In the Victorian era between 1841 and 1901, Leamington as a Spa town grew in terms of its population; its size and its wealth. Conversely, according to data extracted from the 1901 Census, Althorpe Street was in comparative decline with evidence of a significant social change.
Of the 206 residents, the male:female ratio was approximately 50:50. However, 9 of the 42 properties had female ‘Heads of Household’ indicating that by this time, women could assume commercial responsibilities by being able to rent property in their own name
It was no longer a street of skilled artisans (as outlined in the 1781-1841 section of this study). It now housed mainly unskilled workers, although there were still three public houses and a combined total of seven butchers, bakers and grocers to meet the social and day to day living needs of the Althorpe Street community. With the development of railways, the occupations that used to support horse drawn transport had disappeared. For example, the street now only had one blacksmith and no carriage makers.
In the 60 years since 1841 there was a shift in employment towards general labouring (34) and work in the Eagle Iron Foundry (5 iron founders). The impact of Leamington’s mineral spring waters and its appeal as a health Spa resort to the Victorians resulted in the development of a bottling plant employing bottle washers and bottlers (4) as well as attracting sufficient Victorian tourists to keep 23 laundresses in Althorpe Street in work either on their own account or in local laundries. Resident’s more unusual jobs (from a modern day perspective) included a tripe dresser and the Town Crier. The split of the 114 employed people of Althorpe Street between Male/Female and skilled/unskilled is shown here (right).

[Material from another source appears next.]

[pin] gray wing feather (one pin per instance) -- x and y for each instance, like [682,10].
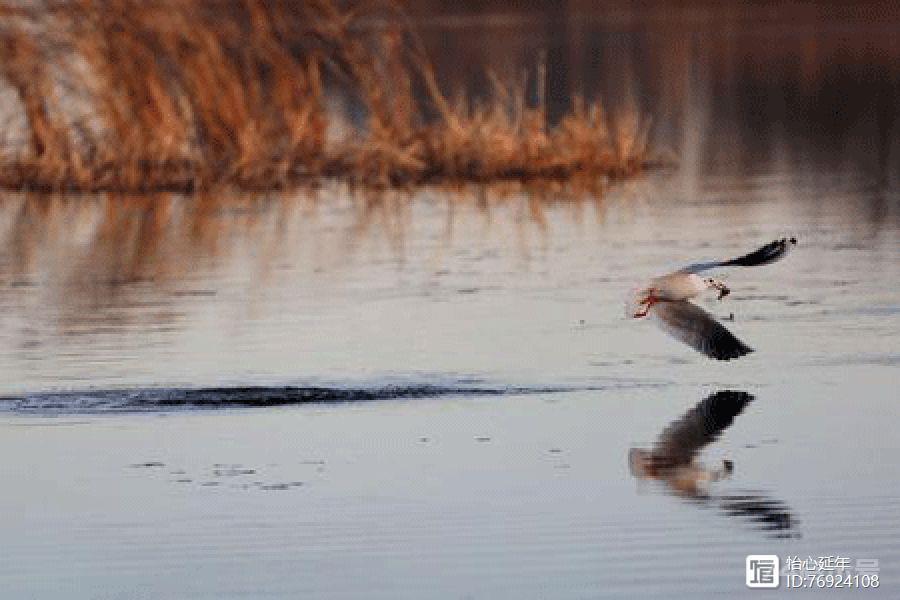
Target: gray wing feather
[698,329]
[761,256]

The 1901 Census also shows that the mobility of labour is not just a 20th Century concept. Out of 114 employed residents, 21 had moved into Althorpe Street from as far afield as Wales, London and Yorkshire presumably sparked by job opportunities arising from the town’s development on the North side of the river.

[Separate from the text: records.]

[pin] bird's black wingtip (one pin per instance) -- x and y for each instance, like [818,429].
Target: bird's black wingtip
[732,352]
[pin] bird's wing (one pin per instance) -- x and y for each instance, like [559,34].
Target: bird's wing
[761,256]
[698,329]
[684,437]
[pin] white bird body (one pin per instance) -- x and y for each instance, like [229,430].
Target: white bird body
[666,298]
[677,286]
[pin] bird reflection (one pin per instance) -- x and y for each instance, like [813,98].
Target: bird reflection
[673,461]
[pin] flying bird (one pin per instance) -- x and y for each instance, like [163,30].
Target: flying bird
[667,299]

The coming of the railways
Prior to the arrival of the railways, transport to and from Leamington was by coach. These left the Bath Hotel coach office every morning to connect with train services to Birmingham and also London from Coventry station, a journey which in 1841 took 4 hours 10 minutes (versus today’s 1 hour 55 minutes). In 1844 part of Althorpe Street (nearest to High Street) was demolished to make way for the bridge to carry the London and Northwestern line to Coventry with the further development of an adjacent branch line by Great Western in 1853 giving access to Oxford and Birmingham. Althorpe Street’s housing loss was Leamington’s gain since access to the railways made for easy and rapid communication by all the UK with the Spa.